1. Le dimanche 25 septembre 2011, 18:35 par AGERON Pierre

je vois que vous vous nourrissez de saines lectures:)) Mais j'ai une hésitation. Est : "La région, espace vécu" "Portrait de la France"?

égéa : c'est La France, géographie d"une société, qui est paru chez Champs

2. Le dimanche 25 septembre 2011, 18:35 par Le marquis de Seignelay

Méfiance, le bicaméralisme n'est pas la panacée démocratique. Encore une fois, il faut regarder un peu au Nord de nos territoires. De même, il existe au moins une constitution où la haute chambre est inutile puisqu'elle est élue sur un mode similaire à la chambre basse (un peu plus au sud de nos territoires, légèrement à l'Est -cf billet Egea sur l'Italie).

Un certain rôle géopolitique dans la France européenne, mais quid de l'Outre-mer ?

De même, est-il normal que le Sénat représente surtout les communes, alors que tout les courants politiques (ou presque) s'accorde sur la nécessaire recomposition communale et régionale pour peser dans l'Europe, si ce n'est plus ?

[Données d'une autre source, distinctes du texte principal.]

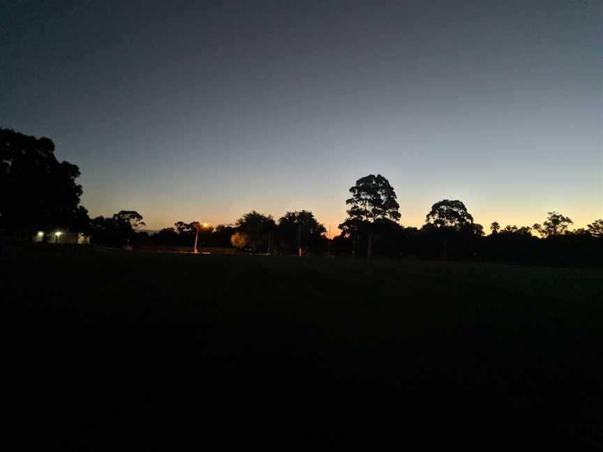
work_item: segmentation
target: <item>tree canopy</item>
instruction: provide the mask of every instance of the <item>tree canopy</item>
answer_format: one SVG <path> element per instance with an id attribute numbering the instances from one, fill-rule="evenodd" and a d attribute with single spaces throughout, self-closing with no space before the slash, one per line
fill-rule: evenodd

3. Le dimanche 25 septembre 2011, 18:35 par panou

Tout à fait d'accord avec vous sur la notion d'espace local des sénateurs opposée à "l'individualisme" des députés.Il est relativement facile de parachuter un candidat député alors qu'il est impossible de pratiquer la même opération avec un sénateur y compris avec le récent systéme de listes sur les départements peuplés.
j'ai noté aussi qu'un sénateur fait apparaître toujours son attachement territorial alors que bon nombre de députés se référent à leur groupe politique.Il faut dire que les redécoupages de circonscriptions ne leur facilitent pas la tâche.
A la lecture des travaux en commissions des deux assemblées c'est trés souvent le Sénat qui fournit le travail le plus fouillé et du coup plus consensuel.Lors de leurs visites à l'étranger on remarque d'ailleurs que les clivages politiques sont beaucoup moins marqués au sein des délégations sénatoriales qui connaissent souvent mieux leurs sujets.
Cette connivence territoriale jointe à la durée d'un mandat plus long et moins prenant(plus facile de rencontrer tous les grands électeurs que tous les citoyens) permet de prendre de la hauteur....et à mon sens le Président actuel compte là dessus pour se rasseoir dans son large fauteuil.
De Gaulle qualifiait le Sénat d'assemblée du seigle et de la châtaigne.l'origine sociologique des sénateurs actuels lui donne tort.Les représentants des ruraux y compris aux postes de maires sont de plus en plus délaissés par les agriculteurs et les commerçants villageois.La complexité des tâches d'un maire de petite commune qui doit s'impliquer dans des structures multiples(regroupements inter communaux plus les divers syndicats du même type) leur prend trop de temps(pas de RTT et de 35 heures pour eux) et la complexité de ce mille feuilles territorial les dépasse.De plus en plus ce sont des jeunes retraîtés ou des fonctionnaires qui prennent leurs relais.Il y a là une rurbanisation de la fonction.
Pour évoquer l'actualité en fouillant les derniers résultats notons la progression du nombre de grands électeurs qui ont voté FN dans un scrutin où jusque là il ne pouvait compter que sur un patit nombre de partisans,conseillers régionaux essentiellement.

égéa : tout à fait d'accord avec la rurbanisation et ses csq politiques.